Kulima’s geographical focus is on southern and eastern Africa, but we have experience across the continent and internationally.

“Kulima is a word found in many Nguni languages which refers to preparing the ground so that something can take root– that is, a period of preparation that takes place before seeds can be planted, without which their chances of germinating and growing are very small.”
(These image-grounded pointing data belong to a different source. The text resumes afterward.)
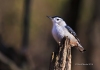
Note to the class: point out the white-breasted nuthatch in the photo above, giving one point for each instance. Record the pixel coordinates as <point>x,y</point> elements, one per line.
<point>61,29</point>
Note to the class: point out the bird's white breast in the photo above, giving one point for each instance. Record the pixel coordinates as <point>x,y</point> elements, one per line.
<point>59,32</point>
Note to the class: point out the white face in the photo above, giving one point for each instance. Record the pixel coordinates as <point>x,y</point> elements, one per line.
<point>59,21</point>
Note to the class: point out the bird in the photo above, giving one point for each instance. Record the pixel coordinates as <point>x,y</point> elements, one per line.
<point>60,29</point>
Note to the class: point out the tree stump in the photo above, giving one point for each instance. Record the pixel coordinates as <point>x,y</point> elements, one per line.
<point>61,60</point>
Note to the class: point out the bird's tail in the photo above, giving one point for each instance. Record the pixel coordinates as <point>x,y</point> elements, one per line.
<point>80,48</point>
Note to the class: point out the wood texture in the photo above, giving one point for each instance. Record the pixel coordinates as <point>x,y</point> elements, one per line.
<point>61,60</point>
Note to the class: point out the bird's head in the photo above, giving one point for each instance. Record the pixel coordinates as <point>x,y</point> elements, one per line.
<point>57,20</point>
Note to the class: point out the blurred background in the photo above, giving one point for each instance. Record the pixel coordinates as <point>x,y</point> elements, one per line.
<point>26,42</point>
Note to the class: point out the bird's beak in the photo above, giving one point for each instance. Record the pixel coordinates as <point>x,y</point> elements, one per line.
<point>49,17</point>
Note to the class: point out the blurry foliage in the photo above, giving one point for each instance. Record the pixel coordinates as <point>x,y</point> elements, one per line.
<point>84,19</point>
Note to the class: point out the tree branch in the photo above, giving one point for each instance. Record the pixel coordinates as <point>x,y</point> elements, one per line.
<point>61,60</point>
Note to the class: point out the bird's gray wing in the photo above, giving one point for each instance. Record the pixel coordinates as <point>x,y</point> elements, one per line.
<point>72,32</point>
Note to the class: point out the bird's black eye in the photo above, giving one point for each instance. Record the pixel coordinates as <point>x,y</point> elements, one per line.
<point>57,19</point>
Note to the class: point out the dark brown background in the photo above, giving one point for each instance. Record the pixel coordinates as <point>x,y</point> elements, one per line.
<point>25,32</point>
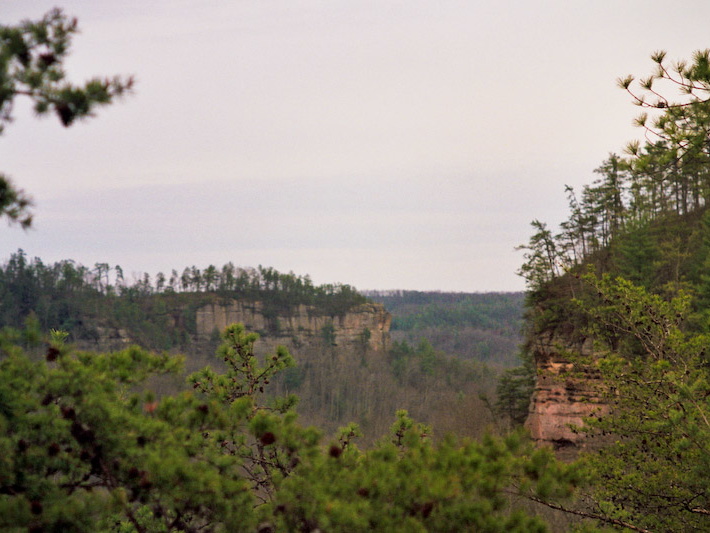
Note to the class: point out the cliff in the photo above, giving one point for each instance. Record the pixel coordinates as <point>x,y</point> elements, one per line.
<point>365,325</point>
<point>564,394</point>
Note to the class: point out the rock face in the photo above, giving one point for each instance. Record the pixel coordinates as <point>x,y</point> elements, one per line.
<point>564,395</point>
<point>366,325</point>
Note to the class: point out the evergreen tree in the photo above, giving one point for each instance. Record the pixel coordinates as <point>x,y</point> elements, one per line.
<point>32,56</point>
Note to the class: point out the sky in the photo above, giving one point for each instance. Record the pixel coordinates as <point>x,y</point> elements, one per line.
<point>383,144</point>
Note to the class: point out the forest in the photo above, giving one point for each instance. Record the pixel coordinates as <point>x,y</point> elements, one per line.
<point>87,443</point>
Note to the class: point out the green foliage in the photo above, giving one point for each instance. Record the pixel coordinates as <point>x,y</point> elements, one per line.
<point>32,56</point>
<point>652,472</point>
<point>514,391</point>
<point>82,451</point>
<point>69,296</point>
<point>637,196</point>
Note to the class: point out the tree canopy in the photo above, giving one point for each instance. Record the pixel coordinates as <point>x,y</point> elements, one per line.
<point>32,56</point>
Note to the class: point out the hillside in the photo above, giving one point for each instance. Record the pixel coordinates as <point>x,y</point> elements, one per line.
<point>348,368</point>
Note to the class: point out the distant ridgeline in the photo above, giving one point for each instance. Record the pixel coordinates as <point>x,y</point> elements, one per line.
<point>159,312</point>
<point>481,326</point>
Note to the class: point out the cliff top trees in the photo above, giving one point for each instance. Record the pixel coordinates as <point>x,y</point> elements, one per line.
<point>32,56</point>
<point>669,174</point>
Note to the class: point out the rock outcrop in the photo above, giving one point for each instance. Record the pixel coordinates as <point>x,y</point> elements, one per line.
<point>365,325</point>
<point>564,393</point>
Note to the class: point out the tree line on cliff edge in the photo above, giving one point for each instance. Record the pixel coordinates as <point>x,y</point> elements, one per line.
<point>628,270</point>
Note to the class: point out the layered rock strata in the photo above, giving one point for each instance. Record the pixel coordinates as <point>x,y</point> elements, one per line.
<point>366,325</point>
<point>564,394</point>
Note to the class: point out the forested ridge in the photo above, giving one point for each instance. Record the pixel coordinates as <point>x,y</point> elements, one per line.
<point>86,444</point>
<point>157,312</point>
<point>484,327</point>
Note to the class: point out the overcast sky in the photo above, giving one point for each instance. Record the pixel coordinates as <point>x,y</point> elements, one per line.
<point>383,144</point>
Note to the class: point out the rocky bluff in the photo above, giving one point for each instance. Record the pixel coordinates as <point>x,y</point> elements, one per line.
<point>363,326</point>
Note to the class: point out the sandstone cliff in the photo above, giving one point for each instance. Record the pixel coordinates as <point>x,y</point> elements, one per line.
<point>564,394</point>
<point>365,325</point>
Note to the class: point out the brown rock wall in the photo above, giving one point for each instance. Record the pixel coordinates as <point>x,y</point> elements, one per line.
<point>303,323</point>
<point>564,394</point>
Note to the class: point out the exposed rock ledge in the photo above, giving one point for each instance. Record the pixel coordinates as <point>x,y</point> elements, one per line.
<point>563,395</point>
<point>302,324</point>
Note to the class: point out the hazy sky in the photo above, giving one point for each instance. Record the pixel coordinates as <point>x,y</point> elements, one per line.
<point>384,144</point>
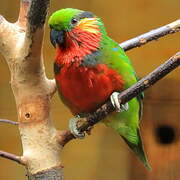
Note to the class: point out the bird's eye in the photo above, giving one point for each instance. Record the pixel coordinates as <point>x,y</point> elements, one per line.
<point>74,21</point>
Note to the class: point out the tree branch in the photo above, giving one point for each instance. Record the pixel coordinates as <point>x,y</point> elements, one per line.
<point>127,95</point>
<point>151,35</point>
<point>12,157</point>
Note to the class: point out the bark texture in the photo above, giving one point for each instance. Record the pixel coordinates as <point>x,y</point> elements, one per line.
<point>21,45</point>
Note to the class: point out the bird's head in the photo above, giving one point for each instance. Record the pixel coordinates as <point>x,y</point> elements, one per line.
<point>73,26</point>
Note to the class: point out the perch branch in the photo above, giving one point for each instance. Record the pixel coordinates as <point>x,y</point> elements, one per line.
<point>12,157</point>
<point>151,35</point>
<point>21,45</point>
<point>8,121</point>
<point>127,94</point>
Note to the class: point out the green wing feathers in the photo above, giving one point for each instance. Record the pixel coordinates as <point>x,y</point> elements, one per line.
<point>126,123</point>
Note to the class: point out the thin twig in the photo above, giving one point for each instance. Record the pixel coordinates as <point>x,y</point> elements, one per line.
<point>8,121</point>
<point>12,157</point>
<point>151,35</point>
<point>128,94</point>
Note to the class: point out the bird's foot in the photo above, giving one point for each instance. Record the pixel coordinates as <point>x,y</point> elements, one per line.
<point>115,102</point>
<point>73,127</point>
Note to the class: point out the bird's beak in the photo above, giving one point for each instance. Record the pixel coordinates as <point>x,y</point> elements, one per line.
<point>57,37</point>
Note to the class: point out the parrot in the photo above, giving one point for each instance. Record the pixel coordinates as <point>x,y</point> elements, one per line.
<point>91,68</point>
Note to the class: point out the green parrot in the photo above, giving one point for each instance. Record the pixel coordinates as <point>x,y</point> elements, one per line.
<point>89,68</point>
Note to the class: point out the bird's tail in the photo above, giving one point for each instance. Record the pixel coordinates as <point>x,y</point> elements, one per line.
<point>139,150</point>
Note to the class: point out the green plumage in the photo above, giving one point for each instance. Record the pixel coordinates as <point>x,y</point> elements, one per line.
<point>125,123</point>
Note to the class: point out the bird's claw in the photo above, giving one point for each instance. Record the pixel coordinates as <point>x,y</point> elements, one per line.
<point>115,102</point>
<point>73,128</point>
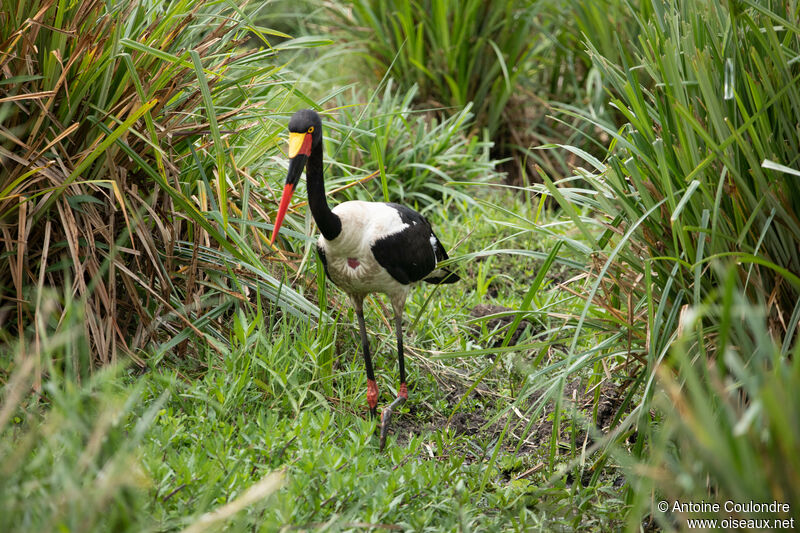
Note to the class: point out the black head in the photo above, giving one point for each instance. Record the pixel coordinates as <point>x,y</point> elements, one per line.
<point>305,134</point>
<point>307,121</point>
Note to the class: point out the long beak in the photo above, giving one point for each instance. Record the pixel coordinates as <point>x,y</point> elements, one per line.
<point>299,150</point>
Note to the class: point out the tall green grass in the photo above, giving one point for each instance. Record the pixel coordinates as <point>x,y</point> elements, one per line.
<point>455,53</point>
<point>727,430</point>
<point>128,139</point>
<point>693,203</point>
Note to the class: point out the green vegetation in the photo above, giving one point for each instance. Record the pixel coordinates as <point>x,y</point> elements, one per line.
<point>625,331</point>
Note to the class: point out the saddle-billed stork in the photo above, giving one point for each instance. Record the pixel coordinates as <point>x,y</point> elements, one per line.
<point>365,247</point>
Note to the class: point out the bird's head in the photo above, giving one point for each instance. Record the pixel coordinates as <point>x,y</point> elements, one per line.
<point>305,133</point>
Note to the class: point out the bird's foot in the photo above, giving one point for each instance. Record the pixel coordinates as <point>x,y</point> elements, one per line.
<point>386,418</point>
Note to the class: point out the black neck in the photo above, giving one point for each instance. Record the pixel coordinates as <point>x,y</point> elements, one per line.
<point>329,224</point>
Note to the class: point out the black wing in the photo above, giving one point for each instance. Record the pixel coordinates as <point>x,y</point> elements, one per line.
<point>411,255</point>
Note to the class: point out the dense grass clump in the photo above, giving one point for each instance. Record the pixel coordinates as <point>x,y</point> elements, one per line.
<point>455,53</point>
<point>692,205</point>
<point>124,129</point>
<point>620,336</point>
About Dr Katharine Vincent

Katharine Vincent grew up in the UK, with a brief stint in the USA aged 9-10.  She graduated with a First Class Honours degree in Geography from the University of Oxford, gained a distinction for her Masters in Environmental Science Research at the University of East Anglia, and was awarded her PhD (looking at gendered vulnerability to climate change in South Africa) from the Tyndall Centre for Climate Change Research in 2007.  She is currently a visiting Associate Professor at the University of the Witwatersrand, Johannesburg (School of Architecture and Planning), a Visiting Researcher at the University of Leeds (School of Earth and Environment), and an Associate of the Centre for Climate Change Economics and Policy.

Katharine’s general interest is in the human dimensions of global environmental change and social development.  She has worked and consulted for a variety of organisations, including NGOs, government, inter-governmental organisations and the private sector.  On graduating she designed research and conservation projects in marine and terrestrial national parks in Indonesia, then worked for the UN Environment Programme in Geneva on sustainable business with retail and service sector partners across Europe, and then for the-then Department for Environment, Food and Rural Affairs in London.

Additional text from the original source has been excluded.